Antarctic Cruise Diary : 17 December 2006

If you want to know more about our Antarctic Expeditions and Cruises, you may enjoy reading this Antarctic Cruise Dairy, a real account written by one of our staff researchers, of the cruise that they enjoyed in December 2006.

Antarctic Cruise Diary, December 2006




ANTARCTIC excursions, Cuverville Island and Neko Harbour

17 Dec 2006
Position: Lat: 64°.45’ S  Lon: 62°.42’ W
Air Temperature: +0.8 °C

Favourable weather – sun, light breeze and a thinly overcast sky – prevailed as we anchored in the Errera Channel, south of Cuverville Island, this morning. We soon found ourselves on the edges of the largest (5000+ breeding pairs) colony of Gentoo Penguins that we will visit during our voyage.

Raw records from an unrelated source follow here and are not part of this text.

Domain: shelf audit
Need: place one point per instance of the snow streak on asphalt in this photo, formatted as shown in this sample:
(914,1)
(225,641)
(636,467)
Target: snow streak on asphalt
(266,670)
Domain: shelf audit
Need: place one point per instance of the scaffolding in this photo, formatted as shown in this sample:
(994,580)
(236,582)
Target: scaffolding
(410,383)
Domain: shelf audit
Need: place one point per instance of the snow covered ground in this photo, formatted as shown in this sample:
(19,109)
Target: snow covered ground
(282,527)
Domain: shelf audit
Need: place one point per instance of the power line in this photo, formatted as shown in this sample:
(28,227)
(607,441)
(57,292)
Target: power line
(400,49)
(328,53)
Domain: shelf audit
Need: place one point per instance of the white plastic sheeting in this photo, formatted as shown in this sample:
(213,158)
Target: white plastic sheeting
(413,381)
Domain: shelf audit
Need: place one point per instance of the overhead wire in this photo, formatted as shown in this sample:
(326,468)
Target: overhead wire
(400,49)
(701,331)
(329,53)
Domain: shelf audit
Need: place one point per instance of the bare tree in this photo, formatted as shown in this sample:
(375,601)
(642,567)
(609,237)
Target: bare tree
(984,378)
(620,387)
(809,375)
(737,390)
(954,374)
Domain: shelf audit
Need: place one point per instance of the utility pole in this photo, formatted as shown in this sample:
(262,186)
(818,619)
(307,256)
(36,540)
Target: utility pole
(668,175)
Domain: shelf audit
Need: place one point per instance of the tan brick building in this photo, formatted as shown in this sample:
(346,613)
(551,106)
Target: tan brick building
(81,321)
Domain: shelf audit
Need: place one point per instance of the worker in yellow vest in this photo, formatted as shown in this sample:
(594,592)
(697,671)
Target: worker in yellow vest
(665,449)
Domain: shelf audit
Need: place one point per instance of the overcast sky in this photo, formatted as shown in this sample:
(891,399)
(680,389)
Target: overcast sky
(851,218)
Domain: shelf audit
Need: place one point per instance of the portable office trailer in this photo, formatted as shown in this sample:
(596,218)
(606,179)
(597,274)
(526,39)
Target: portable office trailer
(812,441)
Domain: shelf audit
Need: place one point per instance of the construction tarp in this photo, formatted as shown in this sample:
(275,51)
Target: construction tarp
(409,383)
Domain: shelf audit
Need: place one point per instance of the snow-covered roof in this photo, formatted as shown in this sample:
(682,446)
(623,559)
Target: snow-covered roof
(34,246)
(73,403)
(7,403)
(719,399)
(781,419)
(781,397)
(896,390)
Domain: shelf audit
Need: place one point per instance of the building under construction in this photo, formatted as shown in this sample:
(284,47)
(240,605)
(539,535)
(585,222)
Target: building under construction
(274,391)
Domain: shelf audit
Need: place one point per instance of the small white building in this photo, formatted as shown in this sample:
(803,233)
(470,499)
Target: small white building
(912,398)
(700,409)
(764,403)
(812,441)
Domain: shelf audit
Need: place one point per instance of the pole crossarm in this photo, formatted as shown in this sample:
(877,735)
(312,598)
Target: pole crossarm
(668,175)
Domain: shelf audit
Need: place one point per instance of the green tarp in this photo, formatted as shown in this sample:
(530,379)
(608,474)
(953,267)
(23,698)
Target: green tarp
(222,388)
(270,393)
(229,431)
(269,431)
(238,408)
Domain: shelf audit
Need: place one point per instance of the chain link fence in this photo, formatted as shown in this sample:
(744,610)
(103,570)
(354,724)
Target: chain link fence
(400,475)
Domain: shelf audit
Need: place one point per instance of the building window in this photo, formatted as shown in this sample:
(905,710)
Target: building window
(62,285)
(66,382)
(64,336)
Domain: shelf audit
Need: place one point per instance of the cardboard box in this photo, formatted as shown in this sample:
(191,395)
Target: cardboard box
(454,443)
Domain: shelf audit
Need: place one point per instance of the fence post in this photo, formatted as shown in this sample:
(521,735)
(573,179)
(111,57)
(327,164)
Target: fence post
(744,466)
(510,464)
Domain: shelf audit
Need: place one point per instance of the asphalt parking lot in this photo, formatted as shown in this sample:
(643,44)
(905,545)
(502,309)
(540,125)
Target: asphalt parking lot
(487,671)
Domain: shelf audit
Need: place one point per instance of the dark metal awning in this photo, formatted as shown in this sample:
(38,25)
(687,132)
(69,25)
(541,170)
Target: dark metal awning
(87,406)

We also observed first-hand why these penguins build such elaborate nests of stones to protect their eggs and young from cold melt water. At one site, several nests were indeed located high and dry in the middle of a small stream of melt water coming from the nearby, snow covered hill. On the beach below, we also saw a Crabeater Seal and on a nearby ice floe, a Leopard Seal. Many huge, old whale bones, peaked through the melting snow, littering the beach as we walked by.

As we prepared to return to the landing site, a Minke Whale swam nearby. Numerous Antarctic Terns, Kelp Gulls and Antarctic Shags flying over our heads as we left.

Later this afternoon, at Neko Harbour, the site of another colony (100’s of nests) of Gentoo Penguins, we heard the local glaciers rumble frequently and loudly and witnessed the collapse of a substantial part of the local glacier tongue into a large patch of floating brash ice. Then, as the weather closed in, many went for a short zodiac cruise before returning to the ship for dinner.